10.6.16

acordo cedo e levanto-me. à porta, já me aguarda a mulher da montanha, dona da casa onde me abriguei da noite mortal. lamenta não ter café, mas oferece-me cinco alperces pequenos, que me cabem numa mão. agradeço-lhe por tudo e desço ao vale. tenho pressa, quero levar as cadelas ao rio, antes de voltar à maldita apanha do tomate.
quando chego a casa, ainda sem o café, surge-me Herberto, quer que lhe leia algumas páginas do seu rosto. fico fascinada. murmuro que não queria lê-lo sozinha, ele diz-me que tenho dois olhos bons, cada um fará companhia ao outro. sinto-lhe a urgência ao toque. encho o pequeno termo de café com leite, dou-lhe o braço e desço a ladeira com Taeko e Yukiko. ia jurar que três gansos do canadá voaram a menos de dois metros de mim, logo à chegada, mas com Herberto tão perto, tudo o mais me parece indefinido. sob a capa escura, tem uma cor amarela, como uma seara pronta ao corte da gadanha ou a primeira urina da manhã. o seu cheiro a papel velho mistura-se com a erva doce e eu inspiro-o várias vezes, sem vergonha.

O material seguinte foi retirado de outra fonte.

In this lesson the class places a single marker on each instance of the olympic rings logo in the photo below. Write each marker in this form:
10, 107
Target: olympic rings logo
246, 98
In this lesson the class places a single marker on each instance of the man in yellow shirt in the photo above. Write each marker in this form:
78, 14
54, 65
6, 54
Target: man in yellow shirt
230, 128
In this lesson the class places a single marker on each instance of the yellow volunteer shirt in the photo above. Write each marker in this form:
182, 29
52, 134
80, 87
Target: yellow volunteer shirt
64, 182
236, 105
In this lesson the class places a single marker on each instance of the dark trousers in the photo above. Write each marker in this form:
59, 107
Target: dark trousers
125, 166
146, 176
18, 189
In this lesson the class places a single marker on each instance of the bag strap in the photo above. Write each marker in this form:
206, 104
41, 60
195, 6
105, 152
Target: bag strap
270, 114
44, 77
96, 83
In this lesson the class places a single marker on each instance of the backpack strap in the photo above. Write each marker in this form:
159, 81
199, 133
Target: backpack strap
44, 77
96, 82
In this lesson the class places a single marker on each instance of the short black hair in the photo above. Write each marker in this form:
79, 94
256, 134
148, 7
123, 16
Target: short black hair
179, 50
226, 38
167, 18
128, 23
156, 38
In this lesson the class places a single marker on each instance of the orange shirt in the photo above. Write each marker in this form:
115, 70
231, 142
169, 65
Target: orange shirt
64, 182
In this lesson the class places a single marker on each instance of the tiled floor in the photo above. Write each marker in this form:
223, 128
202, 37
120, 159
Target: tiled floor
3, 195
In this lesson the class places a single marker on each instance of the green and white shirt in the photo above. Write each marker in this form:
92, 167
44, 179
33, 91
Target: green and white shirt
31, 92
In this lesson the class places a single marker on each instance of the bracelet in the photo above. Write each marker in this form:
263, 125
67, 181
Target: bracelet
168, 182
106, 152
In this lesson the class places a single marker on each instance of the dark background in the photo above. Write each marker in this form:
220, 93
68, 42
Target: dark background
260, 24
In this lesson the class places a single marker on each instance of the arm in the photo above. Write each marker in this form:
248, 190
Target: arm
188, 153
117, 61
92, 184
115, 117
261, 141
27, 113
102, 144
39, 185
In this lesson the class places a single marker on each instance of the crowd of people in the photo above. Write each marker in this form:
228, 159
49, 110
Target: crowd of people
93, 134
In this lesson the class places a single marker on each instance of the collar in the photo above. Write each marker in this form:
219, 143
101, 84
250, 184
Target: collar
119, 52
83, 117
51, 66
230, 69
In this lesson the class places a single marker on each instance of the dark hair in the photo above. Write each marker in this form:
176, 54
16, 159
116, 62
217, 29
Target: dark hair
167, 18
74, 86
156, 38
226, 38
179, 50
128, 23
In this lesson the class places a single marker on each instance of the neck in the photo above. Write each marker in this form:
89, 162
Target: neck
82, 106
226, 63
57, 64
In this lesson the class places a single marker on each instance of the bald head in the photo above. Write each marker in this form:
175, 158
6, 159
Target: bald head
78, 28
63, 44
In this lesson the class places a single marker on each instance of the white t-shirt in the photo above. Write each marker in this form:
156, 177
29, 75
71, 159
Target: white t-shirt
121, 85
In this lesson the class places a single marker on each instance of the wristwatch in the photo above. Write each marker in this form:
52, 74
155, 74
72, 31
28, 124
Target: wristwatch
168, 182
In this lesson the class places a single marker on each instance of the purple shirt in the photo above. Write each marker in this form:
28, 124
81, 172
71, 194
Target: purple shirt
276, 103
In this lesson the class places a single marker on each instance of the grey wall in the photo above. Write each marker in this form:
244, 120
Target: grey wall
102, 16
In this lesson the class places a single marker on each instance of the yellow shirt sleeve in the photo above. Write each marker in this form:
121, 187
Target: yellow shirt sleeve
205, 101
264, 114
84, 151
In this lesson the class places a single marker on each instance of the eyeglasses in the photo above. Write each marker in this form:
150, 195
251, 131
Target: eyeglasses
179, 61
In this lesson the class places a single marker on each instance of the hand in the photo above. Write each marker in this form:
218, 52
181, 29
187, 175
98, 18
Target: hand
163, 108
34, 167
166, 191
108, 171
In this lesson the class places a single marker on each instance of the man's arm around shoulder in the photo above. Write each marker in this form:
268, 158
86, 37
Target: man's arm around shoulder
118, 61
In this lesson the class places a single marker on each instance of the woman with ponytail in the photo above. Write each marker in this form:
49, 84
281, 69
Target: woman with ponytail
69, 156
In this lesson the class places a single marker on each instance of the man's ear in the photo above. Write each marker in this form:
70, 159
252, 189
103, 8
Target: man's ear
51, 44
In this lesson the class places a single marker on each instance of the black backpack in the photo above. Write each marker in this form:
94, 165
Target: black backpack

Vou para os lugares do norte -- é talvez um projecto.
Sim, tenho esse projecto.
No norte a neve é grande, e eu andarei sobre ela, possivelmente descalço.
Lá em cima, se me aplicar bastaste, segundo uma regra minha interior que hei-de descobrir, ficarei com os pés queimados.
Quando voltar a ver as antigas memórias, terei os pés cobertos de cicatrizes.
Que pensarão de mim?
Que sou um mártir? um vagabundo a quem faltaram os sapatos? um homem a quem faltou a prudência?
Deixemos-lhes os alvitres, os sensos morais.
Temos de pensar nos nossos pés.
Não para lamentos.
Porque, evidentemente, quem possui pés marcados não pode deixar de ser suspeito.
Quero eu dizer: se a neve e o gelo os marcaram, como fogo, é porque o coração tinha o seu crime, a sua regra violenta.

/apresentação do rosto/

as cadelas ladram, regresso ao lugar onde me sentei, fecho o livro. sinto o fogo nos pés molhados.